WARSAW, Poland — The presidents of Germany and Poland on Thursday are expected to discuss the future of the European Union and of its trans-Atlantic ties as well as the situation in Ukraine and Belarus as they mark 30 years of a treaty on bilateral relations.
Germany’s President Frank-Walter Steinmeier was on a brief visit to Warsaw for talks with his Polish counterpart, Andrzej Duda, and a meeting with Polish and German young people.
Poland is expected to reiterate its strong objections to the Nord Stream 2 pipeline under the Baltic Sea that is to supply Germany with Russian gas, bypassing Ukraine and Poland. Warsaw sees it as a political tool for increasing Moscow’s influence in Europe, while Berlin sees it as purely a business project.
Ahead of the meeting, German Foreign Minister Heiko Maas said in a newspaper article that Germany wants to “use this anniversary to look forward together with Poland” and that their interests are ”often closer than we think.”
“We want a strong Europe that is capable of acting, that does its bit for the trans-Atlantic partnership,” Maas wrote in an article for the daily Rheinische Post.
“And we don’t want a ‘two-speed Europe’ that would foreseeably reduce Poland and other countries in central and eastern Europe to second-class members,” Maas wrote.
“In short, we must build new bridges between Germany and Poland, between west and east in Europe – just like 30 years ago,” Maas wrote.
The treaty was signed in 1991 by then-German chancellor, Helmut Kohl, and Poland’s premier, Jan Krzysztof Bielecki.
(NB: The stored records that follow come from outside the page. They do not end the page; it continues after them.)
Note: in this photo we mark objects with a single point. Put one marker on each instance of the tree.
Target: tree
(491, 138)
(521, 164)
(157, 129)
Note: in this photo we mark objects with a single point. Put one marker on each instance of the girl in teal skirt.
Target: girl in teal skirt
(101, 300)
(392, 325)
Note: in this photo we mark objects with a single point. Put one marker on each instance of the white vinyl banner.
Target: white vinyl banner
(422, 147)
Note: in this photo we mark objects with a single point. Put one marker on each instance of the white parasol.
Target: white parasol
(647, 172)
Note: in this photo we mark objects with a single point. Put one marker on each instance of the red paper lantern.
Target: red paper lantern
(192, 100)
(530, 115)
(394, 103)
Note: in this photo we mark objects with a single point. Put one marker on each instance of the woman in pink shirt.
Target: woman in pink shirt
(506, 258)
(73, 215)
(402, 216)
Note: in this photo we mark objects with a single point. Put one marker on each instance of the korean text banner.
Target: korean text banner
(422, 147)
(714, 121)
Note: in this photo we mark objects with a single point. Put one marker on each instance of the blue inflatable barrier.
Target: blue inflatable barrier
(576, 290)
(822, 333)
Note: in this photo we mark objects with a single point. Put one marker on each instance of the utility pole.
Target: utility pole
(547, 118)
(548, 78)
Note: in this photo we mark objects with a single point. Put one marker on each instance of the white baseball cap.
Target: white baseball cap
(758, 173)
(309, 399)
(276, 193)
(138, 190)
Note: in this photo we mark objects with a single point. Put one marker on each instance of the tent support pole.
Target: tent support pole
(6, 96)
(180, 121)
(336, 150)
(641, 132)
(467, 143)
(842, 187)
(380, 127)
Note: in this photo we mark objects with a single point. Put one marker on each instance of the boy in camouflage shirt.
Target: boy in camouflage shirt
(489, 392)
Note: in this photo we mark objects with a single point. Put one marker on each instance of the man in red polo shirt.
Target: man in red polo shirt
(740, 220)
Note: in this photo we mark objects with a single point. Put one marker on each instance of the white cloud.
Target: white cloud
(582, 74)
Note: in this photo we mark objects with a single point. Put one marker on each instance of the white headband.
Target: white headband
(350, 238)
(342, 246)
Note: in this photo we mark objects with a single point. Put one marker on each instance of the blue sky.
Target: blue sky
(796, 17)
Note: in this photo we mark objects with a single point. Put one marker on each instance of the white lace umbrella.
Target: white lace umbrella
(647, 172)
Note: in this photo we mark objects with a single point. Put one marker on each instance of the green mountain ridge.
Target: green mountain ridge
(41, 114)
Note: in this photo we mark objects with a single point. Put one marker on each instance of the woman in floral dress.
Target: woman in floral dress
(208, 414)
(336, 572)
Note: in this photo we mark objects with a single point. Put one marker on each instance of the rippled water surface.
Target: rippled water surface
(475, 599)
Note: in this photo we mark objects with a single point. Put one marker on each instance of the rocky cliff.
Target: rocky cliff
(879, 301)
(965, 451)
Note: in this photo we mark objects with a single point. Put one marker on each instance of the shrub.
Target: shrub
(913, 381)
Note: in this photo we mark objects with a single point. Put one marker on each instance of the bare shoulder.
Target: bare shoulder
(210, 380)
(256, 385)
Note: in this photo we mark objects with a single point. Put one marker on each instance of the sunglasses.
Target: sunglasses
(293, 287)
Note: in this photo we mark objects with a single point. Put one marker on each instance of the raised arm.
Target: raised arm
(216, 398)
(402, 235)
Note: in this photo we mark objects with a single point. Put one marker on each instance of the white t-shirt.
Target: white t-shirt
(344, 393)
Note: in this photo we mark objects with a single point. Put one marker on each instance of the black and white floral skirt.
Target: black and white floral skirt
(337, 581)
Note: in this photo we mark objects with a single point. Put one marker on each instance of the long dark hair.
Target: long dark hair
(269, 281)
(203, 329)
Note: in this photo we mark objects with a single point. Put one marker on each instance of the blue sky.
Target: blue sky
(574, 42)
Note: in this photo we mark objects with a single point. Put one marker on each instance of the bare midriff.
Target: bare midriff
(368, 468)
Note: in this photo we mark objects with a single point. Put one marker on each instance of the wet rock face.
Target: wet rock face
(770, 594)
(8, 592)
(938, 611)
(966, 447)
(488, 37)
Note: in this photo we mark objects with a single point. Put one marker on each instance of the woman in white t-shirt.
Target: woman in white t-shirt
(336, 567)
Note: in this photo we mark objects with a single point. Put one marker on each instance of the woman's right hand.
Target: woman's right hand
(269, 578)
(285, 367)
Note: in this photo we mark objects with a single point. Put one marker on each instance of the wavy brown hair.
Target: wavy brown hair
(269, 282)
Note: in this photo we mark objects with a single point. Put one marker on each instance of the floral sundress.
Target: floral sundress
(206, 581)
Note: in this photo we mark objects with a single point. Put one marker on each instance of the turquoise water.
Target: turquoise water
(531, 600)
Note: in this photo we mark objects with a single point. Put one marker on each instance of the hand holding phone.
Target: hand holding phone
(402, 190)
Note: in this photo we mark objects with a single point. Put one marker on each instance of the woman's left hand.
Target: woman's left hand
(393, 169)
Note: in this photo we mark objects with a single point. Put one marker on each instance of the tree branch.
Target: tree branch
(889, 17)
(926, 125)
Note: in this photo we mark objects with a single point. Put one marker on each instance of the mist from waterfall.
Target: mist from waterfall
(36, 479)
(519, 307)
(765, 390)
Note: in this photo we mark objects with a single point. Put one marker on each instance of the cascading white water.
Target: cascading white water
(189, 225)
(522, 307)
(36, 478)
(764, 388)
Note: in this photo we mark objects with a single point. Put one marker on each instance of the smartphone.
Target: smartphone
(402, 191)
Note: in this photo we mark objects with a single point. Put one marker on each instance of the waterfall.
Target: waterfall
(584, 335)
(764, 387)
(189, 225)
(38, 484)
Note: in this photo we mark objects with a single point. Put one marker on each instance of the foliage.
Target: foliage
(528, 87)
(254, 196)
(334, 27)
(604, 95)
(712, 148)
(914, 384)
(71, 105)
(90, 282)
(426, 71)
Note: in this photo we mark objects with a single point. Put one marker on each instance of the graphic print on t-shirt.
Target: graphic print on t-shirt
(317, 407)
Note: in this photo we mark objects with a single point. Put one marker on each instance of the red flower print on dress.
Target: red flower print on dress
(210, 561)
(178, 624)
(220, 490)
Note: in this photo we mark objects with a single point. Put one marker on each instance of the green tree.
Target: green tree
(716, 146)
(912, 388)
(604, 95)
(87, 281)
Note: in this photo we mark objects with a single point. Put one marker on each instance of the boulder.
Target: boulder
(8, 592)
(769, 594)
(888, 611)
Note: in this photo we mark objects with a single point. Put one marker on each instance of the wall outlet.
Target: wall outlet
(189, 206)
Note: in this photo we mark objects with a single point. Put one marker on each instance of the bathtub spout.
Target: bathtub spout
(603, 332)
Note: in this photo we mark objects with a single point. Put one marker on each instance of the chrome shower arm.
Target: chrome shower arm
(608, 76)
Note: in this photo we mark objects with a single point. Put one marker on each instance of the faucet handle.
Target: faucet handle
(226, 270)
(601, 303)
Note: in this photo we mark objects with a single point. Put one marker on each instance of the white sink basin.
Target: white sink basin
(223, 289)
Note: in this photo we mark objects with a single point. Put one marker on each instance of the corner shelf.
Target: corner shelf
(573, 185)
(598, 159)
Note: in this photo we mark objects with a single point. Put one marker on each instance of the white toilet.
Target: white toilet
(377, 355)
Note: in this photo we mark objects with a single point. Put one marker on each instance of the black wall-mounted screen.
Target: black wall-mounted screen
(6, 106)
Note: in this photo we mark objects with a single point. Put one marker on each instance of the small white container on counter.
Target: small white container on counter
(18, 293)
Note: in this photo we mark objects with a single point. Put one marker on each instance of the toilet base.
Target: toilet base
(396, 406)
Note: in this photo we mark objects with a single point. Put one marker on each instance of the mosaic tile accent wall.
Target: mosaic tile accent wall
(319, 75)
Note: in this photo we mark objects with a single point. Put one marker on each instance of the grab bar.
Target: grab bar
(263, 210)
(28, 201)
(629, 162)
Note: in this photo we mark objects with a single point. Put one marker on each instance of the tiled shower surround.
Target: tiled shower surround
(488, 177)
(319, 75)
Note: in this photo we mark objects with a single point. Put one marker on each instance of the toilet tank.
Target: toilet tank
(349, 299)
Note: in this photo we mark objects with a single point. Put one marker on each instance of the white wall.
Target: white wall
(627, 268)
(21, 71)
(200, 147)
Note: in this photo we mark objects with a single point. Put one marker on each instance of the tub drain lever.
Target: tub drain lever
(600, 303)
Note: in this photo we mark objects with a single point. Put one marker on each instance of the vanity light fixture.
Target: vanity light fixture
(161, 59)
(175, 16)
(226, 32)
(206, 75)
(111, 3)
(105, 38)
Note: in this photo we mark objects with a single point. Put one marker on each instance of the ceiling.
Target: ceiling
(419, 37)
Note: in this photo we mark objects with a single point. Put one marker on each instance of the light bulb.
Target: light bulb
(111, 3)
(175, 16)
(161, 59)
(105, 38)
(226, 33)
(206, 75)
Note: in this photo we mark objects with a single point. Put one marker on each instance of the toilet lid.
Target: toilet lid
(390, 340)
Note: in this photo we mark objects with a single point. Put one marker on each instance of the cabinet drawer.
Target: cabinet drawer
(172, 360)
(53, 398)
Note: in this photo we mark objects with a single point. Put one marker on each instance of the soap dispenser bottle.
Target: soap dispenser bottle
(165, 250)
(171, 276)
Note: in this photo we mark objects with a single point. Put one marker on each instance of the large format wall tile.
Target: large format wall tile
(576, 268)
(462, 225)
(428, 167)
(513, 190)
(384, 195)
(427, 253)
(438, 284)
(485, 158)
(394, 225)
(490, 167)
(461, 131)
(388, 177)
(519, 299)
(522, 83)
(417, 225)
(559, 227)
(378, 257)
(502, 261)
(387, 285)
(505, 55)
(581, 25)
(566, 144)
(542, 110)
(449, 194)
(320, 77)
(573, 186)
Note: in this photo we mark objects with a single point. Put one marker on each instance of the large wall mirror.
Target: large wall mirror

It came two years after Poland shed Moscow’s dominance and embarked on forging its independent West-oriented policy.
One of the main goals was to establish good, stable relations with its western neighbor, and put aside the long history of conflicts and warfare, including Nazi Germany’s brutal occupation of Poland during World War II. Berlin was a strong advocate of including Poland in Western structures like NATO, which it joined in 1999, and the EU, which it joined in 2004.